Outra vez o bispo e o comentador
Bernardo de Brito e Cunha
ELE ANDAVA já a prepará-la aí há coisa de um mês, quando comparou Passos Coelho a Salazar e disse que tinha vontade de sair para a rua “para fazer democracia”. Ele é o bispo das Forças Armadas, D. Januário Torgal Ferreira e na segunda-feira passada voltou ao ataque. Foi numa entrevista à TVI, onde disse que “Há jogos atrás da cortina, habilidades e corrupção. Este Governo é profundamente corrupto nestas atitudes a que estamos a assistir”. Numa crítica à forma como o Governo tem lidado com as exigências da troika, o bispo prosseguiu: “Nós estamos numa peregrinação em direcção a Bruxelas e quando tudo estiver pago daqui de Portugal, sai uma procissão de mascarados a dizer: vamos para um asilo, salvem-nos”. Foi no programa “Política Mesmo” e não se ficou por aqui: “O problema é civilizacional, porque é ético,” sustentou o bispo. “Eu não acredito nestes tipos, em alguns destes tipos, porque são equívocos, porque lutam pelos seus interesses, porque têm o seu gangue, porque têm o seu clube, porque pressionam a comunicação social, o que significa que os anteriores, que foram tão atacados, eram uns anjos ao pé destes diabinhos negros que acabam de aparecer”.

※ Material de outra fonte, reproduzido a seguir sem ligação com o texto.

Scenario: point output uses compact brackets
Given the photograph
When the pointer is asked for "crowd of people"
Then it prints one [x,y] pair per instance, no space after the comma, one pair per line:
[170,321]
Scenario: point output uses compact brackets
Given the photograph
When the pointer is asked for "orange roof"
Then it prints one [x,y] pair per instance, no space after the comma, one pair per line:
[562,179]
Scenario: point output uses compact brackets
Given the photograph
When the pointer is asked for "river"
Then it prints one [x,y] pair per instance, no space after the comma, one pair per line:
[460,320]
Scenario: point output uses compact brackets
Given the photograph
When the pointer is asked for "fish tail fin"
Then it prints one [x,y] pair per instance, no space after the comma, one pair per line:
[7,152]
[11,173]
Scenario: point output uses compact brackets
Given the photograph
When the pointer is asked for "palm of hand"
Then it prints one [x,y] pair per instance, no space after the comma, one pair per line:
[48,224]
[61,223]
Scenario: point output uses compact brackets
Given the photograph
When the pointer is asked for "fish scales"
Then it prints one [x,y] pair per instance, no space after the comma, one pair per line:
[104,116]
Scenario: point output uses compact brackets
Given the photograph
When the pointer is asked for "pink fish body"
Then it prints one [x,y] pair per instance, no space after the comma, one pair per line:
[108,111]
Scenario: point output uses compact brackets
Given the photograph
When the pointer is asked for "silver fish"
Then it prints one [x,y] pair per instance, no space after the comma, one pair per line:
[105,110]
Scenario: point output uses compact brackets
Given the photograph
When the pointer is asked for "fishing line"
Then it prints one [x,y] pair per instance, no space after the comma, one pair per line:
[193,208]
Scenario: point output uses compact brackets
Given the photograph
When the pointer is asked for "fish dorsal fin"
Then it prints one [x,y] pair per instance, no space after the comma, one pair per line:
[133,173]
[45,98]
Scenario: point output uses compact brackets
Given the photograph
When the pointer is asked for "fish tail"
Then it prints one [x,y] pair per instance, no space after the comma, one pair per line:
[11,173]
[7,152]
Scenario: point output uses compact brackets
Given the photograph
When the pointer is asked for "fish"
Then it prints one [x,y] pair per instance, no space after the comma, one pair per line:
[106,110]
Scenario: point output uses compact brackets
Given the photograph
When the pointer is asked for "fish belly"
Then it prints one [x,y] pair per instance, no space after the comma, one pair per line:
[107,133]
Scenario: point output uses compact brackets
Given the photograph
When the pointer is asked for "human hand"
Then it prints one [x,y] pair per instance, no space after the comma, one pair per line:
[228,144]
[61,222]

E SE, A PRINCÍPIO, o assessor de imprensa de Passos Coelho dizia que as declarações do bispo “não merecem comentário”, na terça a coisa já era diferente. Foi pela voz de Aguiar Branco, ministro da Defesa, que parecia mesmo melindrado. A ponto de dizer coisas como “o senhor bispo sabe que é feio faltar à verdade”, ou “espero que já tenha entregado as provas do que diz na Procuradoria Geral da República” e, para rematar, esta beleza: “Espero que faça uma escolha entre ser bispo das Forças Armadas ou comentador político.” Parecia – e soava – a uma ameaça de despedimento de D. Januário: Aguiar Branco pensaria que estava a falar de sargentos e praças? Eu não tenho procuração para defender D. Januário – e a ver pelo que disse, nem precisa. Mas acredito piamente que o Bispo terá uma noção muito maior das dificuldades atuais do povo português, pelo contacto diário, do que qualquer membro do governo que, de facto, só se preocupa com as exigências da troika.
NO SEU COMENTÁRIO SEMANAL de domingo na TVI, o antigo líder social-democrata Marcelo Rebelo de Sousa frisou que o problema de Relvas já “não é nem sequer o parecer” da Universidade Lusófona onde se fundamenta a decisão de atribuir as equivalências, mas o “ruído” que se gerou à volta do caso, com várias vozes da direita a pedirem a demissão do ministro. “Não há ministro da Presidência no Governo e Passos Coelho precisa de um”, sublinhou, para depois acrescentar que o primeiro-ministro deve “encontrar um a sério”. Apesar de considerar que o Governo “tem um buraco” no cargo ocupado por Miguel Relvas, Marcelo Rebelo de Sousa diz que Passos Coelho “vai tentar o mais possível resistir a remodelar o Governo” até às eleições autárquicas de 2013.
Para o comentador político, “quando quer que seja a remodelação”, há dois antigos ministros do PSD que poderiam ocupar as funções que Miguel Relvas desempenha no Governo, como braço-direito de Passos Coelho: Nuno Morais Sarmento, ministro da Presidência dos governos de Durão Barroso e Pedro Santana Lopes, e Luís Marques Mendes, por ter sido ministro-adjunto de Cavaco Silva e ministro dos Assuntos Parlamentares de Barroso. E diz que este tem a vantagem de ter ocupado aqueles dois cargos governamentais, de ter sido líder do PSD e de “conhecer o que é a coordenação política”.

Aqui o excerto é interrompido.